City of Stairs

He lit his pipe. “Oh, well, we all reconstruct our past because we wish to see how our present came to be our present—do we not?”

 

 

And yet Pangyui had lied to her. He had used her to further his own secret ends.

 

She returns to work, knowing she has many hours ahead, and also, perhaps, to try to keep herself from remembering more.

 

*

 

It was two months into term when she met him again. She was in the library, reading about the political exploits of Sagresha, lieutenant to the Kaj and celebrated war hero, when she noticed someone had sat down at the table by the window.

 

His head was bowed, his curly, red-gold hair eclipsing his brow. He never seemed to sit in a chair right: he was sideways and almost on his back, with a tome in his lap about Thinadeshi, the engineer who had introduced the railways to the Continent.

 

Shara glared at him. She thought for a second, then stood up, gathered her books, sat down opposite him, and simply watched.

 

He did not look up. He turned a page and after a moment said, “And what would you want?”

 

“Why did you say that to me?” she asked.

 

He looked up at her through his curtain of messy hair. Though Shara was no drinker, she could tell by his puffy lids that he had what the masters at Fadhuri called a “morning head.” “What?” he asked. “From the tournament?”

 

She nodded.

 

“Oh, well.” He winced as if embarrassed and returned to his book. “Maybe to get a rise out of you. You seemed such a serious thing, after all.
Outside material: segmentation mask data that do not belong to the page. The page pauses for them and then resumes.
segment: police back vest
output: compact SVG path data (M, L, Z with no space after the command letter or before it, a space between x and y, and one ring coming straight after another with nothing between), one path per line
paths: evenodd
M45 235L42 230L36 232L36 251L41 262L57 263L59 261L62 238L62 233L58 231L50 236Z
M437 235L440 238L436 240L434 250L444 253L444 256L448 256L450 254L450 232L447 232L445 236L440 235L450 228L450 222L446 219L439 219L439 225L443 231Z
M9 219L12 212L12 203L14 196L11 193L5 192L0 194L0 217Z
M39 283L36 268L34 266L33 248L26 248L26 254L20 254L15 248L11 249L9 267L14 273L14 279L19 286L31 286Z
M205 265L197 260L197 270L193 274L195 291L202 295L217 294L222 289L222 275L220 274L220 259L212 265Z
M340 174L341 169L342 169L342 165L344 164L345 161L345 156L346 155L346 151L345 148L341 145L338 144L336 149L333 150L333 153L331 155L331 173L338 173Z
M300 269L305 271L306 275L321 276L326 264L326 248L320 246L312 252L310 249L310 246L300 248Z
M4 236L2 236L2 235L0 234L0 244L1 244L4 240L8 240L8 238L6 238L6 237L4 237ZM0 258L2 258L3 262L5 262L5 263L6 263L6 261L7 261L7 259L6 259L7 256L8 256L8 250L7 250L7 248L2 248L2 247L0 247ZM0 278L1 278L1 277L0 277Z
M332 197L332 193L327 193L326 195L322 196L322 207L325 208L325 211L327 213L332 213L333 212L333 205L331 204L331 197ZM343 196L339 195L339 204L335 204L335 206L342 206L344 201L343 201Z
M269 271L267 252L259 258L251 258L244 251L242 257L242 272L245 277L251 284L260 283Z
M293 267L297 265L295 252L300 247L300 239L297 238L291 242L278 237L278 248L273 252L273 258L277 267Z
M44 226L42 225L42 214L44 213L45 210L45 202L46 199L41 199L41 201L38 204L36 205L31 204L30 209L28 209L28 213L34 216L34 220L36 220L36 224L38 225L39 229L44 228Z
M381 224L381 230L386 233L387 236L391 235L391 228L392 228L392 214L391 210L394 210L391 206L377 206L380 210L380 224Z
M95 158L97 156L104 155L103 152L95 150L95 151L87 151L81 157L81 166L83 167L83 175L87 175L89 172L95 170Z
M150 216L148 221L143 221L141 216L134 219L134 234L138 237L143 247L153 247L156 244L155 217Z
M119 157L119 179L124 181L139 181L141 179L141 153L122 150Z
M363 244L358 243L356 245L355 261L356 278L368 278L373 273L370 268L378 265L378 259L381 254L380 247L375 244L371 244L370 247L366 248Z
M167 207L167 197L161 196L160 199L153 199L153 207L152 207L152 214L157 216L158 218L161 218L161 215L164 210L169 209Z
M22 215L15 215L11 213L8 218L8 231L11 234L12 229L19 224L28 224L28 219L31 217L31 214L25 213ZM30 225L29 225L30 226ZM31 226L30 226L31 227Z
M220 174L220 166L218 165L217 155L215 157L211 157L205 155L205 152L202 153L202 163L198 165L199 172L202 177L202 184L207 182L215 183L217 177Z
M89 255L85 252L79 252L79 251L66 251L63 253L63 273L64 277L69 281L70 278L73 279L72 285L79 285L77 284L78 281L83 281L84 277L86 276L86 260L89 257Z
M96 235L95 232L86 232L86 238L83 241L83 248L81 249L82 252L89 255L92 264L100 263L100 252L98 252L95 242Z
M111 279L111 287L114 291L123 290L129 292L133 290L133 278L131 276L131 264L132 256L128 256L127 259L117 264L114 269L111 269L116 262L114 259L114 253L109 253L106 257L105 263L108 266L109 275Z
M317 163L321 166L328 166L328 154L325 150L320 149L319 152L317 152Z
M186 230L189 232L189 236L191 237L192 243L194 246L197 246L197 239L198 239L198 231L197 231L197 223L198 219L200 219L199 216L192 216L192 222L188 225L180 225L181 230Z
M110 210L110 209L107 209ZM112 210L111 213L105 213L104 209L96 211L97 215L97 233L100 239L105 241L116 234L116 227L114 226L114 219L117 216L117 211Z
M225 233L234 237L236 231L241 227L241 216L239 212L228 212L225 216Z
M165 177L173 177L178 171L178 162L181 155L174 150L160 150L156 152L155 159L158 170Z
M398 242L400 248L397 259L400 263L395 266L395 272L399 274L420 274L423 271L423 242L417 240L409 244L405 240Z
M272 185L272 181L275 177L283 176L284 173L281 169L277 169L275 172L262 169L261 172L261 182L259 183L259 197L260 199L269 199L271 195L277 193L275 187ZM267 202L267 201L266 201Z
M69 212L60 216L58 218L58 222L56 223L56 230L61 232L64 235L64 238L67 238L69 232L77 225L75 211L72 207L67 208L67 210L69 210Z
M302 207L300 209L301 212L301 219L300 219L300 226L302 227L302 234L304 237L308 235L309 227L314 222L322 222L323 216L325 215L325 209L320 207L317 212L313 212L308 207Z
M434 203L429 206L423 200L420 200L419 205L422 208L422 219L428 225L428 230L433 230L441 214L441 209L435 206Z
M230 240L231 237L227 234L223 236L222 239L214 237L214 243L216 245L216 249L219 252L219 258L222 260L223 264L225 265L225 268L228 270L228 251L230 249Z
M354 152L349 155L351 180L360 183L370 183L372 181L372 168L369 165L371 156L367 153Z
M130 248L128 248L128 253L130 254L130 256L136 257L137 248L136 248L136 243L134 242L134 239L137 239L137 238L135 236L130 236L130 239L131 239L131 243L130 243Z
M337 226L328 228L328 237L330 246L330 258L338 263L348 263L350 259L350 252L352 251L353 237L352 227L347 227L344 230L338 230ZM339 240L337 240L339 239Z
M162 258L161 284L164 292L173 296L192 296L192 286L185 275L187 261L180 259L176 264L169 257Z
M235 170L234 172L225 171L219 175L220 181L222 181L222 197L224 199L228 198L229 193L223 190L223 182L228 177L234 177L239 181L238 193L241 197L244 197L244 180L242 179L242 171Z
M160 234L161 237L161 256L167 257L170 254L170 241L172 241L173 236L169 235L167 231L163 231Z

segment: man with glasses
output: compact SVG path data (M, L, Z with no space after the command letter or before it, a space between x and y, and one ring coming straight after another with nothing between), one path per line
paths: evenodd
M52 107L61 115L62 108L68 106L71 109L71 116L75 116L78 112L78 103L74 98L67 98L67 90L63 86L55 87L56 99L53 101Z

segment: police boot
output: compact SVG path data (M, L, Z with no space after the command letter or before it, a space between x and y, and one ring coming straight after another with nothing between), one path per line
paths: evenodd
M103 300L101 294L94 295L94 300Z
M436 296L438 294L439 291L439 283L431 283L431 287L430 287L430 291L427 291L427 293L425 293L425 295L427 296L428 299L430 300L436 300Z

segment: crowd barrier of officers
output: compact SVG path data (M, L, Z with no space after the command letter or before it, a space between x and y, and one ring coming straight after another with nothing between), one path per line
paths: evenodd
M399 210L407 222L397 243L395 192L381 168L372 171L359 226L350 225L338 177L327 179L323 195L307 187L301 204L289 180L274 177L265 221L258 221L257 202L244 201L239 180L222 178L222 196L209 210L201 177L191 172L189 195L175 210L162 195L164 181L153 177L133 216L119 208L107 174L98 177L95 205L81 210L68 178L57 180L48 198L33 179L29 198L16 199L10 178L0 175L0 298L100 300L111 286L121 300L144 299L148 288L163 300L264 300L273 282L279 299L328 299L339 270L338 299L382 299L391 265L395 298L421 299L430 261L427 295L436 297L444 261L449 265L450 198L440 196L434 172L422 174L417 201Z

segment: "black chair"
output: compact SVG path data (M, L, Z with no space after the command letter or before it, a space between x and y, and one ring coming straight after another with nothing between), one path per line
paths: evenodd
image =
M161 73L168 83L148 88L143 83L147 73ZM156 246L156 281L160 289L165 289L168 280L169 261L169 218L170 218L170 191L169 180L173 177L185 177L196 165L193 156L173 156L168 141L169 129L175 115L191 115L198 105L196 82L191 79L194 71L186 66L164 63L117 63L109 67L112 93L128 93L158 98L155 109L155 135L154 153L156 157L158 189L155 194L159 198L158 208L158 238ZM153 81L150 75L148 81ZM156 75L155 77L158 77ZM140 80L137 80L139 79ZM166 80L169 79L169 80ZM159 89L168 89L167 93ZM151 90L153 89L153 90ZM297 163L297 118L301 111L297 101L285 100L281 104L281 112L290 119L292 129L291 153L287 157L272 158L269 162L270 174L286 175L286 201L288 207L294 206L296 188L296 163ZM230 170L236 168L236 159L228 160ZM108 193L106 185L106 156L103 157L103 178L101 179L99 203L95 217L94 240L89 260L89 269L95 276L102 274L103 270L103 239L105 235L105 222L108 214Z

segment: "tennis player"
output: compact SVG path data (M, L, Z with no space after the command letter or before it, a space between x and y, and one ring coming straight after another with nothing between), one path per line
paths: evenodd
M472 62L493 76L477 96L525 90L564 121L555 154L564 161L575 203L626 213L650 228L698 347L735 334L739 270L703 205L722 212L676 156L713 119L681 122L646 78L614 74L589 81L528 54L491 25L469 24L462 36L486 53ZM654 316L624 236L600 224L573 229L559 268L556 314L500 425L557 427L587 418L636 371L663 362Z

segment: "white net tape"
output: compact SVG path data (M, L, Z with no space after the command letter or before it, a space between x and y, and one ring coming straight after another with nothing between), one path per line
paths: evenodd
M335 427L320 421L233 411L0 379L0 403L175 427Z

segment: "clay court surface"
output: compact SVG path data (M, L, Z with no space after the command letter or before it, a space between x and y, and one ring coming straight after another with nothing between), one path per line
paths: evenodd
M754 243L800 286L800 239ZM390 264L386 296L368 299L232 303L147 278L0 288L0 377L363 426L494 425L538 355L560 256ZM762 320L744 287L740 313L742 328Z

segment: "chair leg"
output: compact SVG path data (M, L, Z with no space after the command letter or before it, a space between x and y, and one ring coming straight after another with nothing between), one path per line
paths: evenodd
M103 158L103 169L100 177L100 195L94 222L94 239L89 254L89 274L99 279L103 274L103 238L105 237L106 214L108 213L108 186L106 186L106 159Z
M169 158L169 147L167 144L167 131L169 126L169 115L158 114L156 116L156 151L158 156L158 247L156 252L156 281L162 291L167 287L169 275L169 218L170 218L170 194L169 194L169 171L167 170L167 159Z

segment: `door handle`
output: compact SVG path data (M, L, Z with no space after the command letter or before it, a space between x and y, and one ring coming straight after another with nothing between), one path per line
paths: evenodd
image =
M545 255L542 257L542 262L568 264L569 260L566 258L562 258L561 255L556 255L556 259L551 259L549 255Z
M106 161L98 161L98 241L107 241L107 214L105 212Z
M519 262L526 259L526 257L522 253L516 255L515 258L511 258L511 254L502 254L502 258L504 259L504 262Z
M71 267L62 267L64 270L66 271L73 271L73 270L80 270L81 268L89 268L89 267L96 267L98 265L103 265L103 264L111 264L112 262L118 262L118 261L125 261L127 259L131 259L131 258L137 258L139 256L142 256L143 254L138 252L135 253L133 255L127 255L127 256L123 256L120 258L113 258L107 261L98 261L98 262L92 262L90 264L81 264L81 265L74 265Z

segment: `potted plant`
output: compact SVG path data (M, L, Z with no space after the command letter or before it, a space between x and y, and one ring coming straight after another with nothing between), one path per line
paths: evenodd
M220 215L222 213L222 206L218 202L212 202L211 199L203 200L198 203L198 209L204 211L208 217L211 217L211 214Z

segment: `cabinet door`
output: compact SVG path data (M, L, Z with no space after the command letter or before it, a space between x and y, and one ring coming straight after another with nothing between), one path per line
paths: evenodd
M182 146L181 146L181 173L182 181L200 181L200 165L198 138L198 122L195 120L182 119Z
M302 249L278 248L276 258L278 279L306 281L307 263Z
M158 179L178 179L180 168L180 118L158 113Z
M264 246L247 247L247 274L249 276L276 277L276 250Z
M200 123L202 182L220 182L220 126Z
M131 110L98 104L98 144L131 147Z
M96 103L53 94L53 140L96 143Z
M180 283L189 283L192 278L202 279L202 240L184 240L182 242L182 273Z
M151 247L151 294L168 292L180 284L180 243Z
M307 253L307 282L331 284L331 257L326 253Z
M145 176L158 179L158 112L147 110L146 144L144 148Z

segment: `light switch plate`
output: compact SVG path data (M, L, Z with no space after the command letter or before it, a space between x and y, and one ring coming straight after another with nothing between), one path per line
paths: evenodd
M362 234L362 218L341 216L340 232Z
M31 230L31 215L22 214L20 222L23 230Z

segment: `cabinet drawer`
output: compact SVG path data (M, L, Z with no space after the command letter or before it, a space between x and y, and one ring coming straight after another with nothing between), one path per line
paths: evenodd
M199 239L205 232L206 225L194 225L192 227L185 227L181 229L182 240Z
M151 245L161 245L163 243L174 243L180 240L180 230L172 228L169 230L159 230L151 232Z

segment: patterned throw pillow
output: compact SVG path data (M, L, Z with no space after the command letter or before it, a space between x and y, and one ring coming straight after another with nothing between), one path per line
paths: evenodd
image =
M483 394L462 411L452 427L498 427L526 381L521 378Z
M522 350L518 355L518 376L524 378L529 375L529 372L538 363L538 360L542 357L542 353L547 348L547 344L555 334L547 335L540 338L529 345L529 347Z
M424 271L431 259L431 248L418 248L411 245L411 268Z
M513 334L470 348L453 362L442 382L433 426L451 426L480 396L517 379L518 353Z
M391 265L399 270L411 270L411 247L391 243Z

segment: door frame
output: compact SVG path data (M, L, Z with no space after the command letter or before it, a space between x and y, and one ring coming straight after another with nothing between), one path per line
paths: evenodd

I hadn’t seen you smile all day, despite your admirable record.”

 

“But what did you mean?”

 

This provoked a long, confused stare. “Are you, erm, serious?”

 

“Yes.”

 

“What did you think I meant when I asked you for … a fuck?” he asked, slowly and uncertainly.

 

“No, not that.” Shara waved her hand. “The part about me … not being a girl.”

 

“That’s what you’re mad about? That?”

 

Shara simply glared back.

 

“Well, I mean,” he said. “Well, here. I have seen girls before. Many girls. You can be a girl at any age, you know. Girls at forty. Girls at fifty. There’s a kind of flightiness to them, just like how a man at forty can have the impatience and belligerence of a five-year-old boy. But you can also be a woman at any age. And you, my dear, have probably been the spiritual equivalent of a fifty-three or fifty-four-year-old woman since you were six years old. I can tell. You are not a girl.” He again returned to his book. “You are very much a woman. Probably an old one.”

 

Shara considered this. Then she took out her own study materials and began to read opposite him, feeling confused, outraged, and strangely flattered.

 

“That biography of Thinadeshi is shit, just so you know,” she said.

 

“Is it?”

 

“Yes. The writer has an agenda. And his references are suspect.”

 

“Ah. His references. Very important.”

 

“Yes.”

 

He flipped a page.

 

“Incidentally,” he asked, “did you ever give much thought to the thing I said about fucking?”

 

“Shut up.”

 

He smiled.

 

*

 

They started meeting in the library nearly every day, and their relationship felt like a continuation of their Batlan game: a long, exhausting conflict in which little ground was ever ceded or gained. Shara was aware throughout that they were playing reversed roles, considering their nationalities: for she was the staunch, mistrustful conservative, zealously advocating the proper way of living and building a disciplined, useful life; and he was the permissive libertine, arguing that if someone wished to do something, and if it hurt no one, and moreover if they had the money to pay for it, then why should anyone interfere?

 

But both of them agreed that their nations were in a bad, dangerous state: “Saypur has grown fat and weak off of commerce,” Shara said to him once. “We believe we can buy our safety. The idea that we must fight for it, fight for it every day, never crosses our minds.”

 

Vohannes rolled his eyes. “You paint your world in such drab cynicisms.”

 

“I am right,” she insisted. “Saypur got to where it is through military strength. Its civilian leadership is far too permissive.”

 

“What would you do? Have Saypuri children learn yet another oath, another pledge to Mother Saypur?” Vohannes laughed. “My dear Shara, do you not see that what makes your country so great is that it allows its people to be human in a way the Continent never did?”

 

“You admire Saypur? As a Continental?”

 

“Of course I do! Not just because I wouldn’t catch leprosy here, which I can’t say of the Continent. But here, you allow people … to be people. Do you not know how rare a thing that is?”

 

“I thought you would wish for discipline and punishment,” says Shara. “Faith and self-denial.”

 

“Only Kolkashtani Continentals think that,” Vohannes said. “And it’s a bastard way to live. Trust me.”